Last month, Florida Governor Ron DeSantis signed an “anti-riot” bill into law which increases law-enforcement’s power to crack down against civil unrest. During last week’s press conference, he said that anyone who harms a person, their property, or police officers need to stay out of the state, and if they do not, he warned of “swift” and “severe” consequences.
The governor gave these warnings during a press conference where he said the state would allocate $1000 dollars in bonuses to first responders. The Republican governor vowed to protect residents and police officers from rioting, vandalism, and violence.
“I think if you look around the country, what happens is, like Portland, these people riot every night,” DeSantis said. “They go, they get their mug shot, and then they get put right back on the street to do it again. That’s what we don’t want.”
He then added that “the minute you harm somebody else, or you harm somebody’s property, you do those types of things, the only way we’re going to put a stop to it is to have very swift penalties for it.”
The Governor pointed out that crime is sparking across the country in areas with lack of support for the police. “There’s a lot of places around this country that have not stood by law enforcement, and the tragedy of it is, you’re seeing a crime spike in certain parts of our country like we haven’t seen in decades,’ he said. “The people that are going to be most affected by that are the most vulnerable members of our society.”
He went on to say that the reason he is issuing statewide bonuses is because it is imperative for law enforcement and the first responders to function and be able to serve the country as they have been.

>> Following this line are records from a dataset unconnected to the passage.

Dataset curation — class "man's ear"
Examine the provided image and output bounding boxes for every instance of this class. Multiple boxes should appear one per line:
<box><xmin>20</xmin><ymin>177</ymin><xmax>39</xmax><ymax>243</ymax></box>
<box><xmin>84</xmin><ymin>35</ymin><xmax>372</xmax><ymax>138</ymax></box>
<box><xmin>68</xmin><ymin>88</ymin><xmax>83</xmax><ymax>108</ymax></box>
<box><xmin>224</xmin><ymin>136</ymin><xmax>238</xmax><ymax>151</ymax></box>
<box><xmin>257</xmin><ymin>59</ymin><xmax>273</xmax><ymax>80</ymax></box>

“One of the reasons we are here today with the bonuses is because we know just how important that is. It tells people, ‘Hey, if you are in Portland and you think you can come down to Florida and do this, stay out of our state! We don’t want you coming down here and causing problems,’” DeSantis noted. “If anyone does cause these problems, if you try to burn something down, try [to] harm anybody, but particularly a police officer during one of these violent assemblies, there will be consequences. They will be swift and they will be severe. They will be such that people who see that happening will know that’s not something that we want to do going forward.”